Which receives some sizes (S and B), a vector of vectors of ints (V) of size B, a vector of ints (R) of size B, a binary matrix X (which has S rows, B columns) and the results are stored in a matrix (values_matrix) that stores the results for each i in S and m in M and a vector of size S.
All of the values are integers. M is a small number (3), the individual entries on V and R are not very large integers (ranging from 20-200).

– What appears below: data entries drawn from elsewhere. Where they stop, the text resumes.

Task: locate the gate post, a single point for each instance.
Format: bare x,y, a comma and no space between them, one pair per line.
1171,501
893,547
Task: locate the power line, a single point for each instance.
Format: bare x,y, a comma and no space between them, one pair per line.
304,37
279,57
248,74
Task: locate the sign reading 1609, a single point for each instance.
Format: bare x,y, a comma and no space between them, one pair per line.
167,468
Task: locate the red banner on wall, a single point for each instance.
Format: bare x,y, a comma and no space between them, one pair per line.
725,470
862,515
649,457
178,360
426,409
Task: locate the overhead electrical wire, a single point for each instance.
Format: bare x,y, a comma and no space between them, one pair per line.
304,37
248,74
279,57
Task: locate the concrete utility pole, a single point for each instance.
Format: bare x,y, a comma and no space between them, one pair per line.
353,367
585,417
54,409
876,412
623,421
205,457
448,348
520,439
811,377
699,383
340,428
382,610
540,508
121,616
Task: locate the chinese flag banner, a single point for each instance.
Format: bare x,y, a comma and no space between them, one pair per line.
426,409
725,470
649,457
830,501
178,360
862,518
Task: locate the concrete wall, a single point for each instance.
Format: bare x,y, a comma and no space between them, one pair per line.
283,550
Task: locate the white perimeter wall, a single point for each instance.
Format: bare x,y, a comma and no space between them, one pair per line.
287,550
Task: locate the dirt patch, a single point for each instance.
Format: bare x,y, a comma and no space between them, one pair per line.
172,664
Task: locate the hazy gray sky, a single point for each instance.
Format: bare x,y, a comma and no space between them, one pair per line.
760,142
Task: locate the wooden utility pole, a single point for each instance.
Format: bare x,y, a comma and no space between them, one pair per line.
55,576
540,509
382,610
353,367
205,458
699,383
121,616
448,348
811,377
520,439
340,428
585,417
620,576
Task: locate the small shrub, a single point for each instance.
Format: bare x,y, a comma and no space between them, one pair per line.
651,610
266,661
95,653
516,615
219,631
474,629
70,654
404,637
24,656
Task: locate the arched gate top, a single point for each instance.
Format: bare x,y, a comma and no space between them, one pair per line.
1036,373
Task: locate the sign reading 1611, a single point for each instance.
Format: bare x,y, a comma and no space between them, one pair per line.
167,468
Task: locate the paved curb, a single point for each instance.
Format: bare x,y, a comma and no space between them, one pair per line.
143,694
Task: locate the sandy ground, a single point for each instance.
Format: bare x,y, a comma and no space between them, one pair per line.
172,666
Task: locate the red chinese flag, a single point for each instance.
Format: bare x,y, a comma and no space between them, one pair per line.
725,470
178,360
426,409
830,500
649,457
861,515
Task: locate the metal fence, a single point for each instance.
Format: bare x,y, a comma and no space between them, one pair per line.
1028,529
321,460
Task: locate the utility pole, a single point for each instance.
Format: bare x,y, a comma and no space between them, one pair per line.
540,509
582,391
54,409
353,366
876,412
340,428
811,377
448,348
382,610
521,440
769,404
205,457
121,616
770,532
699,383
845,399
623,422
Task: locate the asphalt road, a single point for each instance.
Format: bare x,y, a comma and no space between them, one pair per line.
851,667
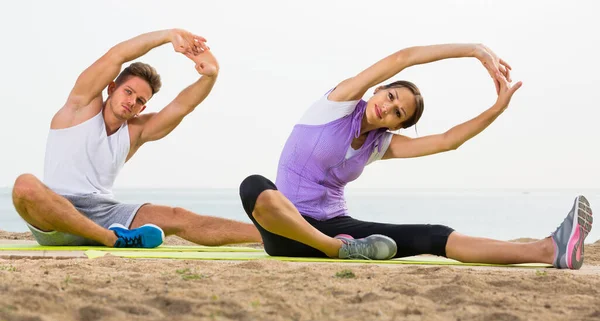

I am trying to speed up this calculation and have arrived at the following:

function start_constraints_optimized_v3(S, B, M, V, R, X, values_matrix, risk_vec)
    @inbounds for i in 1:S
        risk_vec[i] = 0
        for m in 1:M
            tmp = 0
            @simd for j in 1:B
                tmp += X[i, j] * V[m][j]
            end
            values_matrix[i, m] = tmp
        end

        @simd for j in 1:B
            risk_vec[i] += X[i, j] * R[j]
        end
    end
    return values_matrix, risk_vec
end

I must say that due to some other parts of the code, values_matrix and risk_vec are “polluted” so thats why they are setted to 0 in this version of the function. I have achieved some gains with this approach, however I am wondering if this is the absolute best I can do. I tried using LoopVectorization but I am doing something wrong because it doesn’t work:

@inline function prepare_values_risk_vec(S, M, values_matrix, risk_vec)
    @inbounds for i in 1:S
        risk_vec[i] = 0
        for m in 1:M
            values_matrix[i, m] = 0
        end
    end
    return values_matrix, risk_vec
end

function start_constraints_optimized_v4(S, B, M, V, R, X, values_matrix, risk_vec)
    values_matrix, risk_vec = prepare_values_risk_vec(S, M, values_matrix, risk_vec)
    @turbo for i in 1:S
        for j in 1:B
            x_val = X[i, j]
            risk_vec[i] += x_val * R[j]
            for m in 1:M
                values_matrix[i, m] += x_val * V[m][j]
            end
        end
    end
    return values_matrix, risk_vec
end

Any other performance tips or tricks or a rewrite? I can provide some working values for all of the parameters of the function if needed. Thank you very much!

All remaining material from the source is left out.